We show that if lotteries are allowed, then higher ex ante utility is achieved and neither property holds at an optimum. Moreover, the optimum can be supported by buyer take-it-or-leave-it offers.

 

[2] “Suspension in a Global-Games version of the Diamond-Dybvig model” (Job Market Paper)

This work builds on the model in Goldstein and Pauzner (GP) (2005), a global-games version of the Diamond-Dybvig (DD) (1983) model in which there is uncertainty about the long-run return and in which agents observe noisy signals about that return.

GP limited their investigation to a banking contract that makes a noncontingent promised payoff to those who withdraw early until the bank’s resources are exhausted.
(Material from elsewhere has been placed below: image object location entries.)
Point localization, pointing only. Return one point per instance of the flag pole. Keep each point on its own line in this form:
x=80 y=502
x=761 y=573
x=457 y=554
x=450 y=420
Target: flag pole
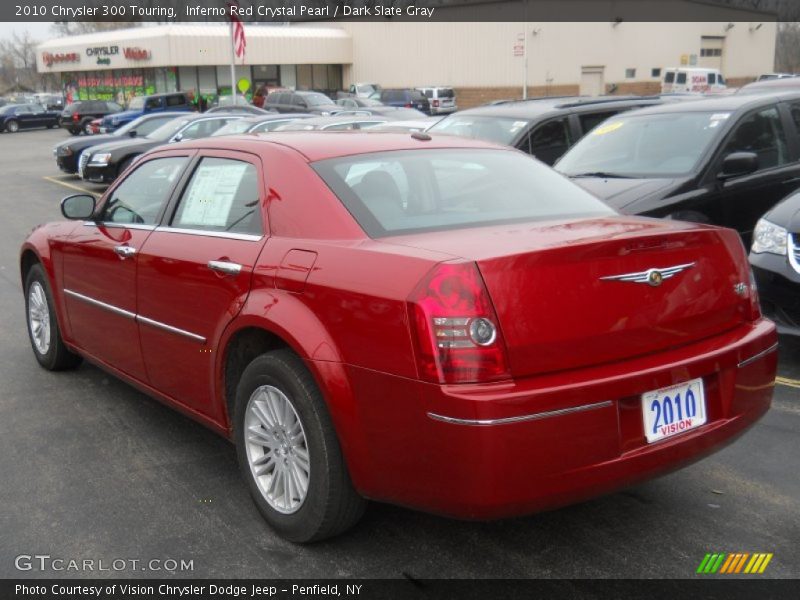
x=233 y=64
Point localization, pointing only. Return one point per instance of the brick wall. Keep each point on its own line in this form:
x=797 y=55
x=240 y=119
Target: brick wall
x=469 y=97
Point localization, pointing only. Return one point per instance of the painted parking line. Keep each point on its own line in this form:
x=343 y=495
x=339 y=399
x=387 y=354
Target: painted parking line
x=788 y=382
x=71 y=186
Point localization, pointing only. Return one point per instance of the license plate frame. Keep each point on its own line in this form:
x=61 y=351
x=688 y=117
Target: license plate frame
x=673 y=410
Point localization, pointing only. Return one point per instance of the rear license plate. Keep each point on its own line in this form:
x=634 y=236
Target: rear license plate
x=673 y=410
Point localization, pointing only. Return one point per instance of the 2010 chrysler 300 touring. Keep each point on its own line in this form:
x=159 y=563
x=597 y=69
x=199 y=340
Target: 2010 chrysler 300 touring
x=440 y=323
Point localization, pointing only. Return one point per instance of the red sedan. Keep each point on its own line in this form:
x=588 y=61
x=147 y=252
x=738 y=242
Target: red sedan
x=439 y=323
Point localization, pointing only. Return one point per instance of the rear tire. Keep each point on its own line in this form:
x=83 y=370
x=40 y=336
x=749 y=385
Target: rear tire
x=43 y=330
x=285 y=442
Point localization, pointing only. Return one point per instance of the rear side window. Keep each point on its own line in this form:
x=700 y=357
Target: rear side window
x=141 y=196
x=222 y=195
x=415 y=191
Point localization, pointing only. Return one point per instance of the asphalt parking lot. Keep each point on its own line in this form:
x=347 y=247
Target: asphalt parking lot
x=92 y=469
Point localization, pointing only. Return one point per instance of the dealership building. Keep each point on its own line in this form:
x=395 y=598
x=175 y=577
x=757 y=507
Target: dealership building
x=483 y=61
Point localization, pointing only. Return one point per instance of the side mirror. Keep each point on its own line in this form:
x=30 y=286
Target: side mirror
x=78 y=206
x=737 y=164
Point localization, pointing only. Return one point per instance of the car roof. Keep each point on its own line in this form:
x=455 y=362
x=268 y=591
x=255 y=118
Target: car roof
x=721 y=103
x=535 y=107
x=275 y=117
x=322 y=145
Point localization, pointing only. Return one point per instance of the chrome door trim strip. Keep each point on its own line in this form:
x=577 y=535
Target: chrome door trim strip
x=522 y=418
x=119 y=225
x=170 y=328
x=134 y=317
x=109 y=307
x=755 y=357
x=247 y=237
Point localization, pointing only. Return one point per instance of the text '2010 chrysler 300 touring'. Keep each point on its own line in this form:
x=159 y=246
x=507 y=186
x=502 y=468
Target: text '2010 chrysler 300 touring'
x=440 y=323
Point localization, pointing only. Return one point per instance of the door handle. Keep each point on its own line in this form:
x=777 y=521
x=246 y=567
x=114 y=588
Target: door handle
x=124 y=251
x=225 y=267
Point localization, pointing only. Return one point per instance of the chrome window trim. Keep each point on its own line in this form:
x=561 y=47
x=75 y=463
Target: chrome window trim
x=522 y=418
x=170 y=328
x=112 y=225
x=248 y=237
x=109 y=307
x=755 y=357
x=793 y=251
x=134 y=317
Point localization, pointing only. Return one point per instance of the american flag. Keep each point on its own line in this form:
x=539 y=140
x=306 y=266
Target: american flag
x=239 y=41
We amend the contract and permit suspension. There are two reasons to do this. First, suspension works perfectly in the no-aggregate-risk version of the DD model. (It uniquely implements the first-best outcome.) Because versions of GP are close to that model, it is plausible that suspension would also work well in such versions. Second, as I show, there is a class of suspension policies that gives rise to uniqueness without requiring the new assumption introduced in a proof in GP; namely, that the short-term return is also random.
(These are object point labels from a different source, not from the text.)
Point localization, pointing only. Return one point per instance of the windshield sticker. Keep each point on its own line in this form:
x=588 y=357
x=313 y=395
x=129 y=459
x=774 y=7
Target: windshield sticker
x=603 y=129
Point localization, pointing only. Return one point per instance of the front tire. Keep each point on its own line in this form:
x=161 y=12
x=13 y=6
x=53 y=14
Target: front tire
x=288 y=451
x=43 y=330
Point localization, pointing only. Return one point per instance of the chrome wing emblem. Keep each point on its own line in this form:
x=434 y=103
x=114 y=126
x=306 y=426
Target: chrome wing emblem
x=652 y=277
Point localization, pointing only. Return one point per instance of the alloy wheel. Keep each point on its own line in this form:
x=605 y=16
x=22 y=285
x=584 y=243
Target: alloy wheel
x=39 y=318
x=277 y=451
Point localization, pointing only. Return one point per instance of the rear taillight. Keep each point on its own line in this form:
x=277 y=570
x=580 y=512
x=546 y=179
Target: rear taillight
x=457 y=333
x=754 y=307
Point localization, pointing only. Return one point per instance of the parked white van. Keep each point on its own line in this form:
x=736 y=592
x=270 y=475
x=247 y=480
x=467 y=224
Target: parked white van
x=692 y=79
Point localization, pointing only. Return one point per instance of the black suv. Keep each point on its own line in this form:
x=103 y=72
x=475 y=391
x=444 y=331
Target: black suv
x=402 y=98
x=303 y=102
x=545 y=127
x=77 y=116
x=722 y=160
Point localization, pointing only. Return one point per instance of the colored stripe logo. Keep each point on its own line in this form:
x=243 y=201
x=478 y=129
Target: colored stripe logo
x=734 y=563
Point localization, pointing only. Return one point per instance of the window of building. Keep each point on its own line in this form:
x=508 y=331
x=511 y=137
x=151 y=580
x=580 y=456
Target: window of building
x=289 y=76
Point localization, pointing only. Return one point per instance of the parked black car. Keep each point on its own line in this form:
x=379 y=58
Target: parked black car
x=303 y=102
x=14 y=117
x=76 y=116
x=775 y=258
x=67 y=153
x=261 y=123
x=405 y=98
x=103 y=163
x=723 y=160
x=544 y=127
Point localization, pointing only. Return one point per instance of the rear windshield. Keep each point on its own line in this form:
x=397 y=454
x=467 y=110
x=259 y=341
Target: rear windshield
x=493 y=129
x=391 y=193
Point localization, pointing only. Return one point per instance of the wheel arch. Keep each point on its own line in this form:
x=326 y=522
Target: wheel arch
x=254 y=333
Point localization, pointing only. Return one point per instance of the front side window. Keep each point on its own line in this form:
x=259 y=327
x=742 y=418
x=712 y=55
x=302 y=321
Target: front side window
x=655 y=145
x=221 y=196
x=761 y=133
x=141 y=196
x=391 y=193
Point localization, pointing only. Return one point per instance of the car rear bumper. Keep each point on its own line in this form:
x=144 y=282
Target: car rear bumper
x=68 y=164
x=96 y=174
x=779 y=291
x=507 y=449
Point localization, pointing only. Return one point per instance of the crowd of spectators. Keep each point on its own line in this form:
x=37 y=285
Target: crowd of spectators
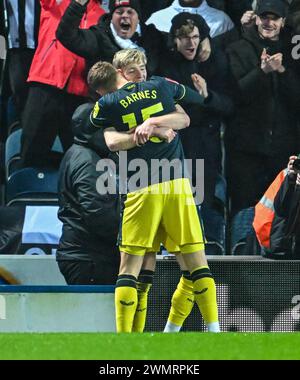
x=241 y=50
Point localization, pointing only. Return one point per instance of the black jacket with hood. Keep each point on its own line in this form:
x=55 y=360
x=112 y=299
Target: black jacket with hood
x=90 y=220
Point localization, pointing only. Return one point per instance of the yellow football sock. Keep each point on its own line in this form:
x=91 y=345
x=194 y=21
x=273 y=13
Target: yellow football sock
x=125 y=302
x=205 y=294
x=182 y=301
x=139 y=320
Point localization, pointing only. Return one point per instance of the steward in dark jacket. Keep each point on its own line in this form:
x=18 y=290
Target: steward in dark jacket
x=263 y=133
x=87 y=252
x=101 y=42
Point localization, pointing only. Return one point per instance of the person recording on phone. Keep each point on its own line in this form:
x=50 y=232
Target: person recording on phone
x=287 y=206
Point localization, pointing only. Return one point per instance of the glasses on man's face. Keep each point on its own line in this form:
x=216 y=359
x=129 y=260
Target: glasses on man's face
x=188 y=39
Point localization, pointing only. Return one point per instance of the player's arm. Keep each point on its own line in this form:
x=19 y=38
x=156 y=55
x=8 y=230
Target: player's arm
x=175 y=120
x=117 y=141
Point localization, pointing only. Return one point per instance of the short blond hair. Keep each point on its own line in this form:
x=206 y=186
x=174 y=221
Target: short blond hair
x=126 y=57
x=102 y=75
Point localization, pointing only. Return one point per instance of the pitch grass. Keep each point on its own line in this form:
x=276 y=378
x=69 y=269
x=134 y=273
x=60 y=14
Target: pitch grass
x=147 y=346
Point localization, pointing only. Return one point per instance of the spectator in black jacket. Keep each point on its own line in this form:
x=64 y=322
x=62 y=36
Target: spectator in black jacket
x=87 y=252
x=120 y=29
x=263 y=133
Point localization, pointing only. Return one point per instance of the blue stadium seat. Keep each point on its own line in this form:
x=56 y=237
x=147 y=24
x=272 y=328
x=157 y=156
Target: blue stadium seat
x=11 y=113
x=13 y=151
x=241 y=229
x=32 y=186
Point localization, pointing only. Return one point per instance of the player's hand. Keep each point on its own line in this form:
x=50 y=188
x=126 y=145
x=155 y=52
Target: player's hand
x=264 y=64
x=200 y=84
x=166 y=134
x=248 y=19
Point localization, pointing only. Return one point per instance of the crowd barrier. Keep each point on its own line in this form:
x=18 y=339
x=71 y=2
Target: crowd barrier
x=254 y=295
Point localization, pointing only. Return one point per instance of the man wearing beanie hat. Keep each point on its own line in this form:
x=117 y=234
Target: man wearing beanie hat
x=220 y=24
x=202 y=139
x=121 y=28
x=264 y=132
x=134 y=4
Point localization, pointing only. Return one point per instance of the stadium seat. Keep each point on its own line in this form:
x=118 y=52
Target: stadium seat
x=241 y=230
x=13 y=151
x=11 y=113
x=32 y=186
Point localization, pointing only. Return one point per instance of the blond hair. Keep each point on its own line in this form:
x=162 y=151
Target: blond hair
x=126 y=57
x=102 y=75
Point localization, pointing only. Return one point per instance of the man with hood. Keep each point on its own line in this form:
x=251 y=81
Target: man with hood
x=87 y=252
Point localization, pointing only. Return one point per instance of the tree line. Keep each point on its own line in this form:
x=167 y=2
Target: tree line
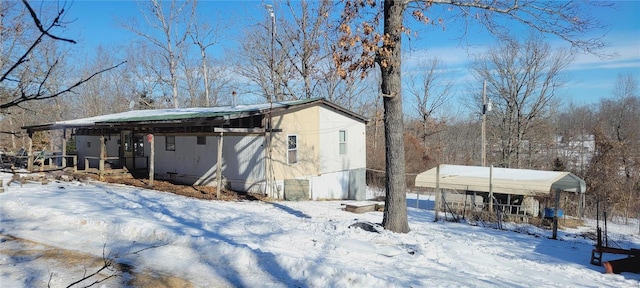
x=348 y=52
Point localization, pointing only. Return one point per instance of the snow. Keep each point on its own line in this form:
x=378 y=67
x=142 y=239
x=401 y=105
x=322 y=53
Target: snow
x=282 y=244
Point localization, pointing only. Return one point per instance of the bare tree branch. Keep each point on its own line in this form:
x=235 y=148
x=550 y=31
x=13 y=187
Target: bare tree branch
x=26 y=96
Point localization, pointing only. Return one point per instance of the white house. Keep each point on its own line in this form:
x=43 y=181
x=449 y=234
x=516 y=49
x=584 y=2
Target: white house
x=304 y=149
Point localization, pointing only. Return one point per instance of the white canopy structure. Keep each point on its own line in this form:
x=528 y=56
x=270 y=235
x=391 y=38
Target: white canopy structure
x=500 y=180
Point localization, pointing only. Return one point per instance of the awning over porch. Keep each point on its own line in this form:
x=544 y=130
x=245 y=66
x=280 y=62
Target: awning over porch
x=502 y=180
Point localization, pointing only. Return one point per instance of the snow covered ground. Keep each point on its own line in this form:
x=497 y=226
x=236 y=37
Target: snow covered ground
x=280 y=244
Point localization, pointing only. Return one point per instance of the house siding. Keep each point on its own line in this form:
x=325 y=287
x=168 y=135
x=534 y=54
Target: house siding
x=243 y=168
x=330 y=175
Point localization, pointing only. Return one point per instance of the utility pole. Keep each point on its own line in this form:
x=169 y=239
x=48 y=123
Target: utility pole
x=486 y=107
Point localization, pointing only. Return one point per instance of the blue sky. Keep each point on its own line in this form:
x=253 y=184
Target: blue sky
x=591 y=78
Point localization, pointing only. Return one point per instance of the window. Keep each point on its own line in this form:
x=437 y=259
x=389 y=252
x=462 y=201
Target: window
x=170 y=143
x=292 y=149
x=138 y=145
x=343 y=142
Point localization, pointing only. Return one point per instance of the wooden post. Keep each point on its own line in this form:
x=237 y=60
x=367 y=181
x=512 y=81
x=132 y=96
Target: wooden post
x=30 y=153
x=219 y=169
x=491 y=189
x=64 y=149
x=152 y=142
x=437 y=202
x=103 y=152
x=555 y=215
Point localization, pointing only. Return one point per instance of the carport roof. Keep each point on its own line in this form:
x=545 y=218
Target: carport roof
x=179 y=115
x=503 y=180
    In general, both the GP policy and my generalization of it to allow suspension seem not to be best banking contracts in a model with return uncertainty and signals about it. Viewed as mechanisms, there is no attempt to elicit information about the signals that agents receive and to make payoffs to at least some depositors contingent on that information. However, if the return uncertainty is sufficiently small, then there are policies in the class I study that imply ex ante welfare  close to the first-best outcome in DD, which, itself, is an upper bound on welfare in the model with return uncertainty. Moreover, for one such policy, noisy signals are not necessary for uniqueness. In other words, the properties of the DD suspension policy are robust to the kind of uncertainty introduced by GP, provided it is small. The virtue of that uncertainty is that in a long sequence of .i.i.d. realizations of the model, all of the following four outcomes occur with positive probability: {good long-run return, poor long-run return}X{suspension not invoked, suspension invoked}. Put differently, the model with a small amount of GP uncertainty combined with a banking contract that permits suspension does well in terms of ex ante welfare and is able to account for a rich history of banking-system outcomes, including ones with banking-system difficulties.
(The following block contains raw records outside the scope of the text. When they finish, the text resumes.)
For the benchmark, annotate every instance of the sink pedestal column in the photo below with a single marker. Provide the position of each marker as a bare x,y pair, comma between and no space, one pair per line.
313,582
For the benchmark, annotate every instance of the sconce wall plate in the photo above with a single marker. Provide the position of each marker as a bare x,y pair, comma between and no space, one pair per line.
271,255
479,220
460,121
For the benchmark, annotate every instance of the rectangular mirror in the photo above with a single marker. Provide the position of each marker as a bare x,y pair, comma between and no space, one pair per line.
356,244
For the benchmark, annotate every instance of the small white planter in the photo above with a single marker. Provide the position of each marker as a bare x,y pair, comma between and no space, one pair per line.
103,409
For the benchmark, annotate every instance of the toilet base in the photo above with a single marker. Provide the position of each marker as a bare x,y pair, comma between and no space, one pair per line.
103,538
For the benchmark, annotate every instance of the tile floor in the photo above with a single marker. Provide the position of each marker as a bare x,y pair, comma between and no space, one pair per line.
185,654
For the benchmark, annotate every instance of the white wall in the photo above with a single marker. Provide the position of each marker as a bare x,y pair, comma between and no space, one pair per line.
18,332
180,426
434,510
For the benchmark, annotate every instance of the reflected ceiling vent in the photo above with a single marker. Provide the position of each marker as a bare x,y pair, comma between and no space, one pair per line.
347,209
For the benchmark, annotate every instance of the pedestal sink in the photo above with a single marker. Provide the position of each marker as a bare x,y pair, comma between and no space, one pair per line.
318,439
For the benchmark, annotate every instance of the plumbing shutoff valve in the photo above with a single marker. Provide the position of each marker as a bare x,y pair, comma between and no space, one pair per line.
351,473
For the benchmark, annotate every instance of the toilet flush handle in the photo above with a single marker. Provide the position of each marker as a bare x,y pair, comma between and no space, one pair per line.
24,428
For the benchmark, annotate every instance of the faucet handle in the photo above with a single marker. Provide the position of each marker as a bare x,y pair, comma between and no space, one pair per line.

[3] “Why ten $1’s are not treated as a $10?” (Joint work with Yoske Igarashi)

    As Zhu (2003) shows, the existence of his full-support steady state implies the existence of non-full-support steady states constructed as follows. Consider the full-support steady state in a given economy. Then consider a different economy where both the bound and the total stock of money are some integer L times as much, relative to the original economy. In this new economy, there is a non-full-support steady state where all the owned/traded units of money are also L times as much, but the quantity of production of goods remains unchanged. In other words, the difference between the original full-support steady state and the induced non-full-support steady state is nominal, although the difference between the two economic environments is not. Since the new economy has its own full-support steady state, there is multiplicity of steady states.

We show that the non-full-support steady states of the above kind are unstable. Specifically, it is shown that there is no equilibrium path with a constant payment rule that converges to these steady states if the initial distribution has a different support.